Deacon Susan Erickson

The wolf shall live with the lamb, the leopard shall lie down with the kid, the calf and the lion and the fatling together, and a little child shall lead them. The cow and the bear shall graze, their young shall lie down together; and the lion shall eat straw like the ox. The nursing child shall play over the hole of the asp, and the weaned child shall put its hand on the adder’s den. They will not hurt or destroy on all my holy mountain; for the earth will be full of the knowledge of the Lord as the waters cover the sea.  (Isaiah 11:6-9)

Dear Siblings in Christ,

What a vision of God’s kingdom! It will be initiated through a “shoot … from the stump of Jesse” —that is, a descendant of King David. Later readers and listeners of this text would read Isaiah’s prophecy “backwards” and see in it a proclamation of the coming Messiah, Jesus.

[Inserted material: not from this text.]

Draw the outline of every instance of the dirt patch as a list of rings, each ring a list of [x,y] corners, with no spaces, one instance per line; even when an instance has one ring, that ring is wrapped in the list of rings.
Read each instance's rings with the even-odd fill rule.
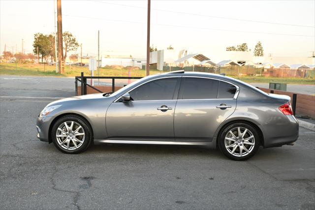
[[[130,70],[140,69],[140,68],[139,67],[138,67],[138,66],[131,66],[130,65],[126,66],[124,68],[125,69]]]

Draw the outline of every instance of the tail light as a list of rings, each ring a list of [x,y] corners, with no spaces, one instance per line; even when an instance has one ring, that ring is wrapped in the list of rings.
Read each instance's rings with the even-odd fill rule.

Isaiah’s vision foresees not only peace among humans but peace in God’s entire creation. In God’s kingdom on earth predators and prey will lie down together. Creatures like the adder that humans regard as dangerous will play harmlessly with little children.

The early American painter Edward Hicks, a Quaker, was apparently so enthralled with this vision that he created over sixty versions of “the peaceable kingdom,” one of which is reproduced below.

On the left of the painting you see small figures. They are Hicks’ depiction of a treaty between William Penn and members of the Lanape nation. Hicks encompasses different cultures as well as wild and domestic animals in a calm, autumnal landscape.

But I wonder about the gorge that separates the little child and his animal friends from the Native Americans and English settlers. What does it represent? In my mind, it is the chasm that still separates us, in history, from Isaiah’s vision of the peaceable kingdom. 

May the coming Christ child cast light into our dark divides, and show us all the ways we can live for the peaceable kingdom.